SIRPα is a transmembrane protein that binds the protein tyrosine phosphatases SHP-1 and SHP-2 through its cytoplasmic region and is abundantly expressed on monocytes, dendritic cells, and macrophages. Studies recently showed that SIRPα is essential for priming of CD4 + T cells by DCs and for development of Th17 cell-mediated autoimmune diseases. We have now further evaluated the importance of SIRPα and that of its ligand CD47 in primary immune thrombocytopenia (ITP). In this study, we show that there was a low expression state of SIRPα on the surface of monocytes. Treatment of cells culture from ITP patients with a mAb to SIRPα that blocks the binding of SIRPα to CD47 downregulated the ITP response. The abilities of monocytes from ITP patients to stimulate an allogenic MLR were reduced. The proliferation of, and production of IL-2, by CD4 + T cells from ITP patients were inhibited, the Treg cell numbers and the production of IL-10 pairs were upregulated, and the production of TGF-β not was inhibited, by a mAb to SIRPα. Moreover, a mAb to SIRPα, the expression of HLA-DR and CD86 were markedly inhibited and the expression of CD80 was slightly upregulated, on the surface of CD14 + monocytes from ITP patients as compared with healthy subjects. However, blockade of SIRPα increased the secretion of TLR-dependent cytokines TNF-α, IL-6 and IL-1β by PBMCs, which may be considered as a reserve in response to danger signals. These results suggest that SIRPα on monocytes is essential for the priming of naive T cells and the development of ITP. Therefore, SIRPα is a potential therapeutic target for ITP and other autoimmune diseases.

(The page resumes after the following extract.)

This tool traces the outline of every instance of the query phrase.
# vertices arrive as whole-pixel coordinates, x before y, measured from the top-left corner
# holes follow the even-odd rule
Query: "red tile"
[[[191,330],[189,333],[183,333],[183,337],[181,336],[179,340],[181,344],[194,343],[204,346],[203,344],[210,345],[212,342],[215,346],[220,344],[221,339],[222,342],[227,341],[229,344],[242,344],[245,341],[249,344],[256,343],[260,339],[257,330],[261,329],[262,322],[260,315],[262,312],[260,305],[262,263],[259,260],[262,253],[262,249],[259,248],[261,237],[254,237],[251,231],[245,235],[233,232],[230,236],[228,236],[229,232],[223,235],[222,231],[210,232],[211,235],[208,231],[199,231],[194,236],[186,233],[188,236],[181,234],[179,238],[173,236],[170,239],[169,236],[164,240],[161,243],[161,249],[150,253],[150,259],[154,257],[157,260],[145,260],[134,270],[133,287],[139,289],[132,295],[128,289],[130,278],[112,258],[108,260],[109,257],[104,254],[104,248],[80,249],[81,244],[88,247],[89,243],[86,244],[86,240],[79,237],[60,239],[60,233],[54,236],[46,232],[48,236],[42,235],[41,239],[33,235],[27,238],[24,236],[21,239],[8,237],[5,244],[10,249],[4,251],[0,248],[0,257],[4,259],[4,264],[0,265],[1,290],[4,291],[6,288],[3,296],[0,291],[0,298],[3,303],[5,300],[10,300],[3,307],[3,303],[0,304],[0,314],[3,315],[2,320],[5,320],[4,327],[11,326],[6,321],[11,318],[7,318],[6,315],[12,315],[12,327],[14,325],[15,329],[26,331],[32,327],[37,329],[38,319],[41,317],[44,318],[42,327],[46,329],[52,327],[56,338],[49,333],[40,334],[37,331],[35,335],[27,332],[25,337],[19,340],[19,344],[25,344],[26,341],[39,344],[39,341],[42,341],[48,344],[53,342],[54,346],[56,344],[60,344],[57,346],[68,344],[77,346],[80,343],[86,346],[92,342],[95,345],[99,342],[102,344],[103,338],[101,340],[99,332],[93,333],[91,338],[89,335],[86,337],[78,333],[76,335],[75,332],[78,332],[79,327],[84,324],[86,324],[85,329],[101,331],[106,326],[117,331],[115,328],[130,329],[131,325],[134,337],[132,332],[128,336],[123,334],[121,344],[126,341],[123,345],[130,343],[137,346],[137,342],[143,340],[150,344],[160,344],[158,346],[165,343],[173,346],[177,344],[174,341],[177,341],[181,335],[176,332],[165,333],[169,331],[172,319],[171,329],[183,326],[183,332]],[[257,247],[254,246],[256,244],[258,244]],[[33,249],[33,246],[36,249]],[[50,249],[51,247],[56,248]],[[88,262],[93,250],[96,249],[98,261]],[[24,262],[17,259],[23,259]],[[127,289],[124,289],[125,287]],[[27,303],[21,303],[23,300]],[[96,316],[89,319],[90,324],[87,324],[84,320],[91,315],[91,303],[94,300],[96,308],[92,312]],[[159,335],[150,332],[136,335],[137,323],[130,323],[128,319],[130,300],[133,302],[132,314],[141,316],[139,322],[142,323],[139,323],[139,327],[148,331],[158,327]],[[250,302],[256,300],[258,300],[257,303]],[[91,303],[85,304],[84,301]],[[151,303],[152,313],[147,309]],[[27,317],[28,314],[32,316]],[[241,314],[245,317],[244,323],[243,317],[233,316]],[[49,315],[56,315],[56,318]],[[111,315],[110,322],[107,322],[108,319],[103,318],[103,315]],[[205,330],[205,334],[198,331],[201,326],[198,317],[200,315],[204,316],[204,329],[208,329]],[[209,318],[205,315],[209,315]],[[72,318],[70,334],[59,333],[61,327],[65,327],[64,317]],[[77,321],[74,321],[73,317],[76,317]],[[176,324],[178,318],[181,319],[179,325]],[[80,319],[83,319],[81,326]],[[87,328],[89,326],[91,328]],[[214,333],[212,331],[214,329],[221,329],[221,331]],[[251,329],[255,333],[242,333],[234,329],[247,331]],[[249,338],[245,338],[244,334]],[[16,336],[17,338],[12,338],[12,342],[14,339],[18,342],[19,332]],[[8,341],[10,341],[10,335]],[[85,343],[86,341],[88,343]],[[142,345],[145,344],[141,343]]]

SIRPα 是一种跨膜蛋白，通过其细胞质区域结合蛋白酪氨酸磷酸酶 SHP-1 和 SHP-2，并在单核细胞、树突细胞和巨噬细胞上大量表达。最近的研究表明，SIRPα 对于 DC 启动 CD4 + T 细胞以及 Th17 细胞介导的自身免疫性疾病的发展至关重要。我们现在进一步评估了 SIRPα 及其配体 CD47 在原发性免疫性血小板减少症 (ITP) 中的重要性。在本研究中，我们发现单核细胞表面存在 SIRPα 的低表达状态。使用 SIRPα 单克隆抗体治疗 ITP 患者的细胞培养物，阻断 SIRPα 与 CD47 的结合，从而下调 ITP 反应。ITP 患者的单核细胞刺激同种异体 MLR 的能力降低。ITP 患者的 CD4 + T 细胞的增殖和 IL-2 的产生受到抑制，Treg 细胞数量和 IL-10 对的产生上调，并且 TGF-β 的产生不受抑制。 SIRPα 的单克隆抗体。此外，与健康受试者相比，针对SIRPα的mAb，ITP患者的CD14+单核细胞表面的HLA-DR和CD86的表达被显着抑制，CD80的表达略微上调。然而，阻断SIRPα会增加PBMCs分泌TLR依赖性细胞因子TNF-α、IL-6和IL-1β，这可能被认为是响应危险信号的储备。这些结果表明单核细胞上的 SIRPα 对于初始 T 细胞的启动和 ITP 的发展至关重要。因此，SIRPα是ITP和其他自身免疫性疾病的潜在治疗靶点。